Le vaisseau, qui venait encore de courir sur la mer, s’immobilisa soudain.
Les rames restèrent prises dans l’eau, la proue demeura tournée vers le port, la poupe portait encore la trace des vagues ; mais le navire tout entier était devenu pierre. Il se dressait au bord de la mer comme un bâtiment condamné à ne jamais accoster. Les hommes à bord furent saisis d’effroi, et les Phéaciens du rivage virent eux aussi ce prodige. Tous comprirent que c’était une punition divine.
Alcinoos se souvint alors d’une ancienne prophétie : un jour, si les Phéaciens reconduisaient un étranger dans sa patrie, Poséidon s’en irriterait ; le dieu changerait leur navire en pierre, et pourrait même couvrir leur cité d’une grande montagne. Le roi ordonna aussitôt que cessassent les chants de joie du retour, et qu’on offrît sans délai des sacrifices à Poséidon. On amena des taureaux auprès de l’autel, et le peuple pria le dieu marin d’apaiser sa colère, de ne pas faire peser un nouveau désastre sur leur ville.
Depuis ce jour, les Phéaciens ne purent plus, comme autrefois, transporter sans inquiétude les voyageurs venus de loin. Le navire de pierre demeura devant le port, rappelant qu’ils avaient ramené chez lui un héros éprouvé par de longues souffrances — et qu’en le faisant, ils avaient offensé le dieu qui règne sur les vagues.
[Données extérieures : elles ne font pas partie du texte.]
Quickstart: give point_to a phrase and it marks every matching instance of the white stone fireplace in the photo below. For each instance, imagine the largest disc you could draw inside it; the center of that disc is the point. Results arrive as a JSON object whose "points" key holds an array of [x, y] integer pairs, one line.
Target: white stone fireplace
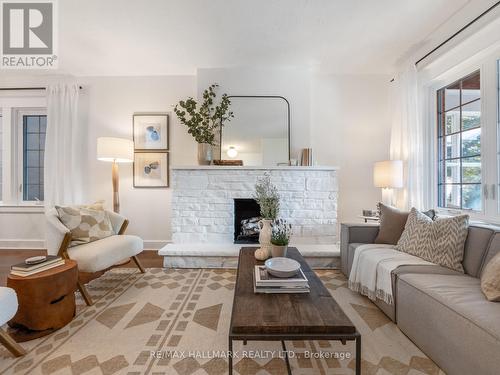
{"points": [[203, 211]]}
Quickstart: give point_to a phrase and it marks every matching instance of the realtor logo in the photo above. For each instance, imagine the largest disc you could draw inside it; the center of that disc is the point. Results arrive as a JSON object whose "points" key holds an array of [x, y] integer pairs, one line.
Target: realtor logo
{"points": [[28, 33]]}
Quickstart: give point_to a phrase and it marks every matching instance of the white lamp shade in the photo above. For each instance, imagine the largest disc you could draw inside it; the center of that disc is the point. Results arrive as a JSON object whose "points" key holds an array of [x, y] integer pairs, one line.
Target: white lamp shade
{"points": [[119, 150], [388, 174]]}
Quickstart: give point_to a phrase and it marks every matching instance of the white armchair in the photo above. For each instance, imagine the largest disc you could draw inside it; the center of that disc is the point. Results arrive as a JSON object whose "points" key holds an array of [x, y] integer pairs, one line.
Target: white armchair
{"points": [[97, 255], [8, 308]]}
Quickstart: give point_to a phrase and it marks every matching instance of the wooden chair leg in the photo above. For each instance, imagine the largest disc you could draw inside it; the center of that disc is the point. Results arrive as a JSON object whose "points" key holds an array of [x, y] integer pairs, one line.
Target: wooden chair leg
{"points": [[85, 294], [138, 264], [10, 344]]}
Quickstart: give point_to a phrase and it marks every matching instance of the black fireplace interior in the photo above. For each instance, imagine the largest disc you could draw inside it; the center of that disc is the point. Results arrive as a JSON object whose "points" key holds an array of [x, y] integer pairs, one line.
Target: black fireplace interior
{"points": [[246, 221]]}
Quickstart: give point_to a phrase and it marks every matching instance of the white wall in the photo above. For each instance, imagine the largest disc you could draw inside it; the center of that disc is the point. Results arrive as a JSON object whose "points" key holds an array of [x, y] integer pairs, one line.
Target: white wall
{"points": [[351, 129], [110, 103], [344, 118]]}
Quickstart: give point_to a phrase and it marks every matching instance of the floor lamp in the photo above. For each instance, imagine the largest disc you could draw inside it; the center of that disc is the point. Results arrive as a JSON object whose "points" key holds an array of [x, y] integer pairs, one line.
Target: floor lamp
{"points": [[388, 175], [115, 150]]}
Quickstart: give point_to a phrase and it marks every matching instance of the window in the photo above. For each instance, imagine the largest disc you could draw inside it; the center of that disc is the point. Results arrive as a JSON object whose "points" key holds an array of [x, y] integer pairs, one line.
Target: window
{"points": [[459, 144], [33, 130]]}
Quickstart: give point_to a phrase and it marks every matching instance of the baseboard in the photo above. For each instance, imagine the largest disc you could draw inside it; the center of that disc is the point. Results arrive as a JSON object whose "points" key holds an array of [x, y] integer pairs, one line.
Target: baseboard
{"points": [[9, 244]]}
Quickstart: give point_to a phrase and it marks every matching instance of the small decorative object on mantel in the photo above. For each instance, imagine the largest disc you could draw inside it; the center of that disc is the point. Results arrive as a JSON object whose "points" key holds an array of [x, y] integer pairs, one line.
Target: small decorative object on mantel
{"points": [[280, 237], [238, 163], [306, 158], [205, 121], [267, 196], [151, 132]]}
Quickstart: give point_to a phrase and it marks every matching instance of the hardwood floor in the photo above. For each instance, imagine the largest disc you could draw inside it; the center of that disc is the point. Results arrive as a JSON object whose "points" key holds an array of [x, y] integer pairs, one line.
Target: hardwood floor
{"points": [[148, 259]]}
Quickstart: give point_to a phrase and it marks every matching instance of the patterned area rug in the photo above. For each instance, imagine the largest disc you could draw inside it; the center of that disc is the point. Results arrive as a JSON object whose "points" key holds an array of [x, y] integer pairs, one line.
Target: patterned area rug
{"points": [[176, 322]]}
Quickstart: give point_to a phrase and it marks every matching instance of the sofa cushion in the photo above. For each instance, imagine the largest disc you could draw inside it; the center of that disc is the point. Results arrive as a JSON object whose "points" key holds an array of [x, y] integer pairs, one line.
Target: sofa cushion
{"points": [[99, 255], [8, 304], [85, 224], [441, 241], [490, 279], [461, 294]]}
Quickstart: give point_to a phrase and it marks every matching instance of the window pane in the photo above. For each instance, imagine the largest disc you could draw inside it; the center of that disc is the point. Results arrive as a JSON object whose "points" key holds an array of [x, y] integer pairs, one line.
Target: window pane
{"points": [[471, 142], [32, 124], [471, 170], [452, 96], [471, 88], [471, 197], [453, 196], [33, 145], [453, 172], [452, 121], [471, 115], [452, 146]]}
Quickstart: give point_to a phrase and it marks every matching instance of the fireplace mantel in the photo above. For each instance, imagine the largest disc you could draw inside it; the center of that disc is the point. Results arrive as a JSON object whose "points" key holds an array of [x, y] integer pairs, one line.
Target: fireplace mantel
{"points": [[261, 168]]}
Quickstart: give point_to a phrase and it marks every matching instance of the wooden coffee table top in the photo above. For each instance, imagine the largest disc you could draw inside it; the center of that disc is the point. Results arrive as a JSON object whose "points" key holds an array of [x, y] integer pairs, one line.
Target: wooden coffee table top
{"points": [[286, 314]]}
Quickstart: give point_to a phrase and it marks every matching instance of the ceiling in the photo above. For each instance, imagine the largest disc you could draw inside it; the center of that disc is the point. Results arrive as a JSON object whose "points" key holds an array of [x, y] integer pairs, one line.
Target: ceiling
{"points": [[159, 37]]}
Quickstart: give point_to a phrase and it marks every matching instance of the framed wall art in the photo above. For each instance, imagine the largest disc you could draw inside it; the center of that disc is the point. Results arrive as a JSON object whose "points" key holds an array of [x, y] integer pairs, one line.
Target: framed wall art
{"points": [[151, 169], [151, 132]]}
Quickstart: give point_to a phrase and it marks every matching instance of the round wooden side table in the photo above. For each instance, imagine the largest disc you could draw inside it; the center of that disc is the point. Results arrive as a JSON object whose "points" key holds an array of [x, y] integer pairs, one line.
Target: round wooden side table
{"points": [[46, 301]]}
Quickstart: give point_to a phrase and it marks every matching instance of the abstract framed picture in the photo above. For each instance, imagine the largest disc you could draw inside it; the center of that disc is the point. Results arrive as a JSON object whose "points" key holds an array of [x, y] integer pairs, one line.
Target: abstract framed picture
{"points": [[151, 132], [151, 169]]}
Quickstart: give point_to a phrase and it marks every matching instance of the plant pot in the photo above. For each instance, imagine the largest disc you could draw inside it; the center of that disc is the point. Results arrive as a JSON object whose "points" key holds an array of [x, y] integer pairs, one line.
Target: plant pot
{"points": [[265, 235], [278, 251], [205, 154]]}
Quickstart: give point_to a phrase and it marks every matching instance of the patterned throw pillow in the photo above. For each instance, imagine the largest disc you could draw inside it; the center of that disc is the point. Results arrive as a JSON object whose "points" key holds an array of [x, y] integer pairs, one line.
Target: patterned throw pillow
{"points": [[85, 224], [441, 241]]}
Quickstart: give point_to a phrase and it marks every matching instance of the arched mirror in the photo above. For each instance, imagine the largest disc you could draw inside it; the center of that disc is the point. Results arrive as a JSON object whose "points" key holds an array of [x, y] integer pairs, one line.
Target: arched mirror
{"points": [[259, 133]]}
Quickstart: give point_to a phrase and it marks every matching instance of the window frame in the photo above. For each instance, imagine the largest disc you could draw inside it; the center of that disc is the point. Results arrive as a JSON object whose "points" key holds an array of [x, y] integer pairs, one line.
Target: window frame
{"points": [[441, 149], [19, 139]]}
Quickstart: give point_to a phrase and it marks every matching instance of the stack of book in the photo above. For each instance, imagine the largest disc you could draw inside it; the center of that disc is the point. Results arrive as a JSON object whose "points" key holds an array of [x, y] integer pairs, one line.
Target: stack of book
{"points": [[23, 269], [264, 282]]}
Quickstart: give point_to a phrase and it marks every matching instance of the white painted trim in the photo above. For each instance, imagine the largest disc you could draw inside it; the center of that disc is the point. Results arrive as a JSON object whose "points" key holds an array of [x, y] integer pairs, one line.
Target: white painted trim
{"points": [[155, 244], [22, 209], [286, 168]]}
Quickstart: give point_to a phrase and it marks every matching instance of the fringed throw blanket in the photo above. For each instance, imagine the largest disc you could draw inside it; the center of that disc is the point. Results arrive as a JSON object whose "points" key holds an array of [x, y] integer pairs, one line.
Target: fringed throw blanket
{"points": [[371, 270]]}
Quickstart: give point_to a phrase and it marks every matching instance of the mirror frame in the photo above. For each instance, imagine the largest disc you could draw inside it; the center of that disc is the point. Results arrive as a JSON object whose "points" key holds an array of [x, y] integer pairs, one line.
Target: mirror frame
{"points": [[265, 97]]}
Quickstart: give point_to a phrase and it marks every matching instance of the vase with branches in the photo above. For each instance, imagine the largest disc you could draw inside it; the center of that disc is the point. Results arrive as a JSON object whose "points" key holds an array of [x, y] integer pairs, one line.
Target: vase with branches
{"points": [[205, 120]]}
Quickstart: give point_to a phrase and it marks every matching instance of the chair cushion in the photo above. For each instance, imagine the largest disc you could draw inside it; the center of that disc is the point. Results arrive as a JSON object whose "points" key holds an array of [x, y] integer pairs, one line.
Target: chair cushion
{"points": [[8, 304], [99, 255], [85, 224]]}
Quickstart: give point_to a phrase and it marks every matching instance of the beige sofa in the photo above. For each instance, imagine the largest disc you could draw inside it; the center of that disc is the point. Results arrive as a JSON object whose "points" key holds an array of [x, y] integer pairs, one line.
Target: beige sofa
{"points": [[442, 311]]}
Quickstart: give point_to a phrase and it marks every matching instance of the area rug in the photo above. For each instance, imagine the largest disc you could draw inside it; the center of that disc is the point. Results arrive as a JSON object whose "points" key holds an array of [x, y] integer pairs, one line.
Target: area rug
{"points": [[176, 322]]}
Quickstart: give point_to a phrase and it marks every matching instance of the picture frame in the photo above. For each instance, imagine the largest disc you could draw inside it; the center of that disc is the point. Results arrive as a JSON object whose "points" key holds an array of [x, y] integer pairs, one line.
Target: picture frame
{"points": [[151, 169], [151, 131]]}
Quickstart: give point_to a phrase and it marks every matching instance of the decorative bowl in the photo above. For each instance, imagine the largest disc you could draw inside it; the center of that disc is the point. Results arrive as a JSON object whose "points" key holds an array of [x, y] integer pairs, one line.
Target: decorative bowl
{"points": [[282, 267]]}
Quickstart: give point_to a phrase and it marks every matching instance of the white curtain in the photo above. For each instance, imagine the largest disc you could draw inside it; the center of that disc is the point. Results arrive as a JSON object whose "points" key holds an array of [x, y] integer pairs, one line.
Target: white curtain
{"points": [[63, 146], [410, 140]]}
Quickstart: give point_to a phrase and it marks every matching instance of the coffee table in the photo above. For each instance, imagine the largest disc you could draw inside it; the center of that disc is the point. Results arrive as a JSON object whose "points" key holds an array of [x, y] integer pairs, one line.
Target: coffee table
{"points": [[281, 317]]}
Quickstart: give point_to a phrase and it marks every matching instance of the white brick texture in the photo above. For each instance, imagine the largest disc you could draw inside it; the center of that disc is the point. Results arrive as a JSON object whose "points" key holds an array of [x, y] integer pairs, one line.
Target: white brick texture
{"points": [[203, 203]]}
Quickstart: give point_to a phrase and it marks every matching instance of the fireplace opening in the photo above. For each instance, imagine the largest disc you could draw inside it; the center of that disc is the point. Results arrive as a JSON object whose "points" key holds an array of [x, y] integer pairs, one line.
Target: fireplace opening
{"points": [[246, 221]]}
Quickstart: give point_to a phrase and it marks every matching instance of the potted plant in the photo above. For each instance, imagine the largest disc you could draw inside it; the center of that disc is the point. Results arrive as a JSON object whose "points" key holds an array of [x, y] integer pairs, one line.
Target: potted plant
{"points": [[268, 198], [280, 236], [205, 121]]}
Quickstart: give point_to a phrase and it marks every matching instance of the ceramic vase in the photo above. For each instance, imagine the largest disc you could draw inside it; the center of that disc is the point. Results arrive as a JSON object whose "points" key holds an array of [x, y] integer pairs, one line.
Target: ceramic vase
{"points": [[265, 235], [205, 154]]}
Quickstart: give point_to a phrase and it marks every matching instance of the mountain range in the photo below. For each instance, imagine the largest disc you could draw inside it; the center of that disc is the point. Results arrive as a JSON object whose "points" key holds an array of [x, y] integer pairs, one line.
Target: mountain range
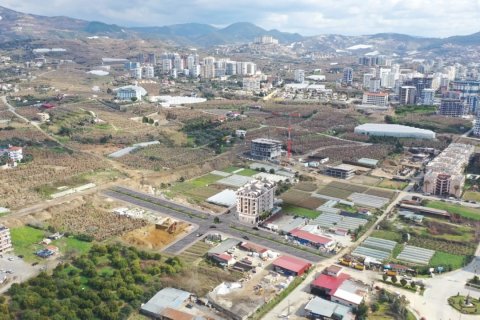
{"points": [[16, 26]]}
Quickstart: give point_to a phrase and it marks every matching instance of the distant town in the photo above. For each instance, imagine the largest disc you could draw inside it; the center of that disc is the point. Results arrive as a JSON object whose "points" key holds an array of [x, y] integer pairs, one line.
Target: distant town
{"points": [[283, 177]]}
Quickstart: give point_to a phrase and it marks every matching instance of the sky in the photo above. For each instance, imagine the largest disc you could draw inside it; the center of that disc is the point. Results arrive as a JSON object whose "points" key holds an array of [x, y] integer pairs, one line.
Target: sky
{"points": [[436, 18]]}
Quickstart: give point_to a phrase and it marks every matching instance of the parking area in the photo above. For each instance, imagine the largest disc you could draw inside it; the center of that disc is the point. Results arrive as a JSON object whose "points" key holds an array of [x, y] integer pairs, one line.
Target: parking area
{"points": [[16, 270]]}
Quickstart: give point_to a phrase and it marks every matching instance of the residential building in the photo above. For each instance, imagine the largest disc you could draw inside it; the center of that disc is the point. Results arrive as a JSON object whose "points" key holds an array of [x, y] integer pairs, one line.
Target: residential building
{"points": [[469, 92], [347, 76], [149, 72], [366, 80], [375, 98], [343, 171], [152, 59], [167, 65], [339, 288], [407, 95], [129, 92], [251, 84], [393, 130], [299, 76], [5, 240], [444, 175], [322, 309], [427, 97], [313, 240], [375, 85], [254, 199], [452, 108], [136, 73]]}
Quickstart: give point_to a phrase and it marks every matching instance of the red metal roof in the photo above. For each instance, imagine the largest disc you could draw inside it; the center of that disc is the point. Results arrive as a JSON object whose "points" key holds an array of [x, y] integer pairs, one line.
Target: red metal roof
{"points": [[331, 283], [253, 247], [310, 236], [292, 264]]}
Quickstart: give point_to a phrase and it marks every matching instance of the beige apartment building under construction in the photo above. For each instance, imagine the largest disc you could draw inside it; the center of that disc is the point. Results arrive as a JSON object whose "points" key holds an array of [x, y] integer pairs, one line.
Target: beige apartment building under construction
{"points": [[444, 175]]}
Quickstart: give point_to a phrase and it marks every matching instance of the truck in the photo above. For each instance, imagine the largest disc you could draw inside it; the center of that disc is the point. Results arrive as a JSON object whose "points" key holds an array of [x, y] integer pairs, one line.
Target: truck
{"points": [[359, 266], [345, 262], [391, 273]]}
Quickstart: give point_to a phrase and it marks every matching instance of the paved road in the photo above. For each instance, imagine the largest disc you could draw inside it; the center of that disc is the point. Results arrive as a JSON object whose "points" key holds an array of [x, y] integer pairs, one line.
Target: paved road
{"points": [[203, 223]]}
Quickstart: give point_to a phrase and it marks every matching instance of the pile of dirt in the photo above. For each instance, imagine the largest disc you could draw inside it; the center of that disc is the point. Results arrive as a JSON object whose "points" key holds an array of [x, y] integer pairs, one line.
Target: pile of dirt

Sur le rivage d’Ithaque, Ulysse finit par sortir de son profond sommeil.
Il ouvrit les yeux et vit des pentes inconnues, du sable humide, l’ombre des arbres et l’entrée d’une grotte. La déesse Athéna avait répandu une brume sur cette terre, si bien qu’il ne reconnut pas d’abord sa propre patrie. Lui qui avait attendu sa maison pendant vingt ans de guerre et d’errance se trouvait assis sur le rivage d’Ithaque et croyait encore avoir été transporté ailleurs.
Il se leva, partagé entre la stupeur et la colère, et pensa d’abord à ses présents. Il alla vers l’olivier, examina le coffre et les objets que les Phéaciens lui avaient donnés, puis les compta un à un. L’or était là, le bronze était là, les vêtements aussi. Les Phéaciens ne l’avaient pas trompé. Ils l’avaient déposé sur la rive, et avaient laissé intactes toutes ses richesses.
Mais il ignorait encore que cette terre voilée de brume était Ithaque.
Le vent de mer passait dans les feuilles de l’olivier ; la grotte restait fraîche et silencieuse. Plus loin, les chemins des collines menaient vers ses champs, ses pâturages, et ce palais occupé par les prétendants de Pénélope. Les errances d’Ulysse venaient enfin d’atteindre le rivage ; pourtant, sa maison ne lui appartenait pas encore vraiment.
Cette nuit-là, les Phéaciens avaient tenu leur promesse et ramené dans sa patrie un héros épuisé. Poséidon, lui, avait laissé la marque de sa colère en changeant leur navire de retour en pierre. L’histoire de la mer s’arrêtait sur le rivage d’Ithaque : Ulysse, réveillé au milieu de la brume, portant avec lui ses présents et ses anciennes blessures, posait de nouveau le pied sur sa propre terre.